Contrairement à Lahav Shani, qui avait fait précéder la Sixième de Mahler d'une partition de Mozart, le Concerto pour clarinette et orchestre, pour mieux insérer le second compositeur dans la tradition viennoise, comme le veut la coutume, généralement mis face à une symphonie de Joseph Haydn, Mikko Franck a choisi de donner seule la partition la plus dramatiquement prémonitoire de Mahler.
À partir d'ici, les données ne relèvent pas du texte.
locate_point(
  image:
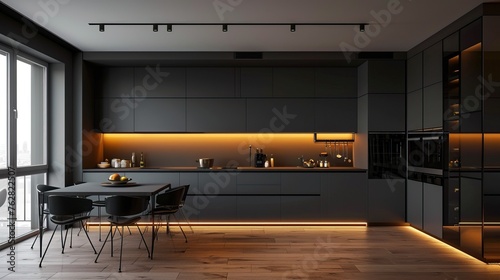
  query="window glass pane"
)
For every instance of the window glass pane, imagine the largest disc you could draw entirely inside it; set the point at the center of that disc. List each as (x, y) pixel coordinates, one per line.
(3, 111)
(30, 114)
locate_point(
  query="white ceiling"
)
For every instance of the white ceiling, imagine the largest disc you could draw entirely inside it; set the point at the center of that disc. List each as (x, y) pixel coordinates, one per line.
(410, 22)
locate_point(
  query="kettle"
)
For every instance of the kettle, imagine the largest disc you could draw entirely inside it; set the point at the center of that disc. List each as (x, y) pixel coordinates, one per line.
(116, 163)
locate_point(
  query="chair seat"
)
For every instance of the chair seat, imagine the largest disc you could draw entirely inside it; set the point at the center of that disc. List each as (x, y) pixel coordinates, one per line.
(123, 221)
(164, 210)
(63, 220)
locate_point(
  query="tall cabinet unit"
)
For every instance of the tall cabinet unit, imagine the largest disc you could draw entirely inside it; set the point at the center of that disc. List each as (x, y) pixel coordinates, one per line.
(470, 194)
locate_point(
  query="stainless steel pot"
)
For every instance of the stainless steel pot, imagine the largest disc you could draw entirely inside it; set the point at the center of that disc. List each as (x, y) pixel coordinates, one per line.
(205, 162)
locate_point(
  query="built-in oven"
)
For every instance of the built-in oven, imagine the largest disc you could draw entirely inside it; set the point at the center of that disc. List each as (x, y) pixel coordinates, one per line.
(425, 151)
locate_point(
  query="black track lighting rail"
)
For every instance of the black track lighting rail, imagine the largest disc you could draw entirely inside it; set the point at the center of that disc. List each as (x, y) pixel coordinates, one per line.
(225, 25)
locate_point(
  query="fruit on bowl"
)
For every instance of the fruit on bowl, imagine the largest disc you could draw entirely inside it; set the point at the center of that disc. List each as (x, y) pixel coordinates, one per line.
(118, 179)
(114, 177)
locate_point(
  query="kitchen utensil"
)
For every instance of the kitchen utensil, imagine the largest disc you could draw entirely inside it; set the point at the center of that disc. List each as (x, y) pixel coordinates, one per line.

Ce qui fascine dès l’abord de son exécution de l’œuvre, c’est la proximité du chef finlandais et des musiciens de son orchestre français ainsi que de leur public, un trinôme singulièrement uni voire intimement lié, mais aussi la gestique claire, sobre et directe du premier, sa façon de plonger le corps dans l’orchestre, avant de prendre du recul pour déployer une gestique ample et ouverte, de se tourner discrètement vers les spectateurs pour leur jeter subrepticement un regard en coin qui laisse percer un sourire complice, épanoui et gourmand, Mikko Franck obtenant sans avoir à insister un vaste nuancier, du pianississimo le plus éthéré jusqu’aux éclats d'une tellurique puissance. La complicité sereine chef/orchestre est claire, totale. Les musiciens du Philhar' jouent ainsi de façon apparemment sereine et décontractée tout en s’avérant d’une virtuosité, d’une unité, d’une vigilance et d’une écoute imparables. Seul léger hiatus, une certaine agressivité du rendu sonore des seules trompettes, dont le rôle est éminent dans cette Sixième Symphonie, plus encore que dans la Cinquième, ce qui clairement n’est pas du fait des instrumentistes mais une question d’acoustique de la salle… Outre la premier violon solo Ji Yoon Park, Alexandre Baty (première trompette) et Olivier Doise (premier hautbois), tous les pupitres solistes seraient à citer tant ils sont sollicités et se sont avérés remarquables, mais il convient aussi de leur associer l'ensemble des tuttistes, et il n’est malheureusement pas possible ici d’énumérer tous les noms des musiciens tant l’orchestre convié par Mahler est fourni (cinq flûtes dont trois piccolos, cinq hautbois dont trois cors anglais, cinq clarinettes dont une petite clarinette et une clarinette basse, cinq bassons dont un contrebasson, neuf cors, six trompettes, quatre trombones, un tuba, timbales, cinq percussionnistes - dont des cloches de vaches et un marteau -, deux harpes, célesta, cordes [16, 14, 12, 10, 8]).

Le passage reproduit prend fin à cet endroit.